Move to enforce beef ban in Indian state fuels unrest

A police officer being blocked from shutting down a poultry stall in Mumbai amid a ban on the sale of meat. In a sign of the growing clout of Hindu groups, two states have enforced bans or curbs on beef.
A police officer being blocked from shutting down a poultry stall in Mumbai amid a ban on the sale of meat. In a sign of the growing clout of Hindu groups, two states have enforced bans or curbs on beef.PHOTO: AGENCE FRANCE-PRESSE

A fresh move to enforce a forgotten 83-year-old beef ban in Jammu and Kashmir has fuelled protests in the northern state. The ban, coming on top of similar restrictions in two other states ruled by the the Bharatiya Janata Party (BJP), have outraged critics who contend that Hindu nationalists are trying to dictate the eating habits of Indians along religious lines.

In Muslim-majority Kashmir, protests have broken out since the Jammu and Kashmir High Court last Thursday asked the authorities to strictly enforce a beef ban, which had been all but forgotten since it was officially introduced in 1932. The order came after a lawyer filed a public interest litigation seeking enforcement of the ban.

Though most Muslims in the state prefer mutton over beef, which is eaten more in rural areas as it is cheaper, the issue has become a possible political flashpoint.

Last Saturday, shops were shut and traffic remained off the road afterseparatists issued protest calls.

Separatist leaders, who were put under house arrest by the authorities to prevent trouble, called the ban an "interference in religious affairs". Even the ruling People's Democratic Party, which is in alliance with the BJP, said it opposes a ban in Kashmir, a state that has been rocked by militant activity.

Party spokesman Waheed-ur- Rehman Para said: "If you codify food, it will be a whole controversy.
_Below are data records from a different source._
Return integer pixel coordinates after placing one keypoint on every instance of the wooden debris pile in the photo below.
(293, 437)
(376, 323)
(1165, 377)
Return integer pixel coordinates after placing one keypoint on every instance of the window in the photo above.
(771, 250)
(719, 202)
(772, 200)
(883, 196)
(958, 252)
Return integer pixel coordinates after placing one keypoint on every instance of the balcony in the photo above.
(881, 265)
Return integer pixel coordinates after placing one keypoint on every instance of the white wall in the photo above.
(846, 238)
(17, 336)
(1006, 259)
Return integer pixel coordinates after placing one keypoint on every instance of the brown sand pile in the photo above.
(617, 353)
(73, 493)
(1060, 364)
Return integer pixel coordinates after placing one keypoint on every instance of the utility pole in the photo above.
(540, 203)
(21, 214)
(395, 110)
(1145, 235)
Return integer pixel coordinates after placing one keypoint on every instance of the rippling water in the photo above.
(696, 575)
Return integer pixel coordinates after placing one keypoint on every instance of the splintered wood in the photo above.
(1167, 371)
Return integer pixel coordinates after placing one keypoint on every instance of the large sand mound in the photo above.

People will question the legitimacy of the state."

Muslims were facing the problem of radicalisation, he noted, and such acts could benefit militants.

"People should eat what they want to eat. This is a country where people live in diversity," he added.

"Where are we heading with this ban on meat? This is a controversial issue. It is better the state remains out of it.''

Prime Minister Narendra Modi had promised to protect the cow when he was running for election last year. The cow is regarded as holy by Hindus, who make up just under 80 per cent of the population.

The BJP election manifesto had promised a "legal framework to protect and promote the cow and its progeny". Mr Modi, however, has not yet made moves to institute a federal ban in India - the world's largest beef exporter, which exported US$4.3 billion (S$6 billion) worth of beef last year.

Still, in a sign of the growing clout of Hindu groups, the BJP-ruled state of Maharashtra enforced a beef ban on March 5 this year, while another BJP-ruled state, Haryana, introduced stricter laws that made the sale of beef an offence.

Against this backdrop, a planned eight-day ban on the sale of chicken, pork and mutton - to mark a festival of forgiveness celebrated by the strictly vegetarian Jain community in Mumbai - has also stoked controversy, even though such restrictions are common.